Dors, vieux Koulèche… bête de Koulèche, avalant bouche bée, « le droit tout populaire » que tu ne connaissais pas… Quelques malins t’ont trompé… eux ne resteront pas au soleil, couverts de mouches !

Et toi, Ver-perche, ignoré de tous, et vous, les millions d’êtres, qui avez disparu sous terre, affamés… l’Histoire ne parlera pas de vous. Écrit-on votre Histoire ? L’histoire ne tient aucun compte des terrains vagues, des berges des rivières désertes, des fosses à ordures, des taudis, des fillettes russes qui troquent contre des pommes de terre leurs corps d’enfants ; elle n’a cure des vétilles. Elle est occupée de trop grandes choses et de trop grands exploits pour prendre son vol sur ces vétilles !… Elle inscrira ceux qui communiquent par radio avec l’univers, ceux qui passent des revues sur les places, ceux qu’on invite aux congrès et qui portent les fracs décents d’un tailleur de Londres ; elle ne parlera pas de toi, Ver-perche ; elle parlera de ceux qui, en votre nom, gens perdus, décident du sort de votre descendance sacrifiée. Mille plumes notent en criant ce qui est agréable à leurs oreilles ; mille plumes vendues et menteuses étouffent le bruit de vos gémissements bègues. Les illustres roulent dans des autos silencieuses et volent dans des navires aériens. Mille maîtres multiplient sur des transparents le tableau de leurs décès. Mille plumes, menteuses et esclaves, grincent, exaltant la louange du grand homme. Au pied de leur char funèbre, des esclaves porteront mille couronnes rouges. Des millions de déguenillés arrachés à leur labeur, chanteront « leur amour désintéressé pour le peuple ». Les trompettes corneront triomphalement, et la flatterie des drapeaux rouges vous bouchera les yeux. Vous croirez enterrer votre chef !

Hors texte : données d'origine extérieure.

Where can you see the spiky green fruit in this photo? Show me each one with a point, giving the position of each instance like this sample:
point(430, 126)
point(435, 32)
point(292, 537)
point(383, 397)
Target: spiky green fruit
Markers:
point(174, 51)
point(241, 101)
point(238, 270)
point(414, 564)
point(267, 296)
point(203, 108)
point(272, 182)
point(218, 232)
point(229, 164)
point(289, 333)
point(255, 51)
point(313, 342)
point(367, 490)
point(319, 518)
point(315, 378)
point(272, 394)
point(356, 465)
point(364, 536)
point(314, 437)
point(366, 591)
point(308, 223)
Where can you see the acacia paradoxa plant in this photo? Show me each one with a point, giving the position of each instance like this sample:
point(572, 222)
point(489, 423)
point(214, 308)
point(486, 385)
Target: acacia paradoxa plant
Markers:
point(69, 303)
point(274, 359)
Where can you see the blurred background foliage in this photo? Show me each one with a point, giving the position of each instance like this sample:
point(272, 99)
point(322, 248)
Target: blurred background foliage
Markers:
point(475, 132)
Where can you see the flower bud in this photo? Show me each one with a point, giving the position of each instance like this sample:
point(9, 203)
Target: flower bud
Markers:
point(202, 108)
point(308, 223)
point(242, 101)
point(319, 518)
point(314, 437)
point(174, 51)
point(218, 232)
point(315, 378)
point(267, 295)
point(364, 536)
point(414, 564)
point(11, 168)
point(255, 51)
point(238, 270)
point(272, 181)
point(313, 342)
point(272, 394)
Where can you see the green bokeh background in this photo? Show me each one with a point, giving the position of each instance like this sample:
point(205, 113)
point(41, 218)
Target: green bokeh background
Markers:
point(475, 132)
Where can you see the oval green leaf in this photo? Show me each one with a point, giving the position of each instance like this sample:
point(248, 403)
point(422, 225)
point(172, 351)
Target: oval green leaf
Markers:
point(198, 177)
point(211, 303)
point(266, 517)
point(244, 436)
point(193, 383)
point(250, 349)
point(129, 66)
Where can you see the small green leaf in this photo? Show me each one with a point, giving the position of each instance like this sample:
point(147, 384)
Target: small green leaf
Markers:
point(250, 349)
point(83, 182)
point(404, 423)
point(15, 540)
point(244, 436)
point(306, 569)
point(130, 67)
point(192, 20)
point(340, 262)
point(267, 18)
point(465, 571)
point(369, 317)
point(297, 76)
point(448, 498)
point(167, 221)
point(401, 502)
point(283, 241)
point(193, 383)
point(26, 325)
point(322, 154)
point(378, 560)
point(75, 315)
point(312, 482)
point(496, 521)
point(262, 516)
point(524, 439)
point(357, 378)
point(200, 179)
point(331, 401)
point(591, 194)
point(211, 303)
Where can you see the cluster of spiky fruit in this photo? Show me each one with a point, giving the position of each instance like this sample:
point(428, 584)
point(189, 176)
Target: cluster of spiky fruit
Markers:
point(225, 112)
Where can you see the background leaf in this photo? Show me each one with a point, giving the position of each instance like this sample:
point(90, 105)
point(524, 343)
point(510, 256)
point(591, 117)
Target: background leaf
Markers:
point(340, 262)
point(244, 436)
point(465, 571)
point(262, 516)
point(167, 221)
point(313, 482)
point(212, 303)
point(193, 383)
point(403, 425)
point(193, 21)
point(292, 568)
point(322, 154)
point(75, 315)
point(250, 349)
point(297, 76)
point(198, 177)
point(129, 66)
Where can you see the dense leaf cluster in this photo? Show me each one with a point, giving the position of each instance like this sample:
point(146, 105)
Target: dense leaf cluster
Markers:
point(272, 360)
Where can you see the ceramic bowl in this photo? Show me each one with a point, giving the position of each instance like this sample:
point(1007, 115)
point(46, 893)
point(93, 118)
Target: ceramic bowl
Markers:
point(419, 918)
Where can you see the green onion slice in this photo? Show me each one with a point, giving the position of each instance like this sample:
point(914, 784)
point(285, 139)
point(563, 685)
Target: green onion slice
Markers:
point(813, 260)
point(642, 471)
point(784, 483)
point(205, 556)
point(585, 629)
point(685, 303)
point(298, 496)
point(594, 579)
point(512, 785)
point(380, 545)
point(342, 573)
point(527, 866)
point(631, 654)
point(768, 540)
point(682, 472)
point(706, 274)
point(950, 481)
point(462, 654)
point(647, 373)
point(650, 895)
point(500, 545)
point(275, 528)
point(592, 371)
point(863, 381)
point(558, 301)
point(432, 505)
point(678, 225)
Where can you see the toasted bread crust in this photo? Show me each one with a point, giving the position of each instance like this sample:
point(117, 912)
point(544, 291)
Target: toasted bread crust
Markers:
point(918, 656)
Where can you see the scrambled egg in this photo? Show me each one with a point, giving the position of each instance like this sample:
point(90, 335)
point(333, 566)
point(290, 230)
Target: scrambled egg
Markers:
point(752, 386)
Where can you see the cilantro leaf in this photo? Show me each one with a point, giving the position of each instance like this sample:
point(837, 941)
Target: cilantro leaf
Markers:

Dors en paix, imbécile Koulèche ! Tu n’es pas le seul que des grands mots, mensongers et flatteurs, ont trompé ! Des millions de gens l’ont été, et des millions le seront encore…

D’ailleurs, tu n’es pas sot, Koulèche ! Au bord de la fosse, toi aussi, tu as compris !… On ne venait plus te chercher à cheval ; on ne t’offrait plus de porto… Mais tu continuais à espérer au moins du pain.

Des orateurs habiles te criaient :

– Nous gaverons de pain les travailleurs ! Le pouvoir soviétique a construit des iéroplanes lectriques… dont chacun peut transporter cinq mille pouds ! Nous gaverons toute la Crimée…

On te ferma les yeux – sur le sang. On te rabattit fortement les oreilles… Et tu braillais gaiement comme un gamin :

– Ah ! c’est les nôtres ! notre pouvoir personnel !…

Des semaines, des mois passèrent… les aéroplanes ne vinrent pas… Les commissaires pourchassaient tes filles ; il n’y avait pas de pain ! Ils criaient aux mères :

– Et puis, quoi ? les enfants sont à vous !… Eh bien, jetez-les à la mer !…

– Koulèche, te demandais-je, eh bien, et vos… aéroplanes ?

Tu découvrais tes dents affamées, tes gencives bleuies ; tu pinçais comme un fil tes lèvres pâlies, et tu trouvais le mot, approprié à la circonstance :

– Ils ont peur de descendre… Les montagnes… et puis la mer… Ils craignent des catastrophes !

Et ton visage était anxieux.

Non, Koulèche, tu n’es pas bête… tu es un simple.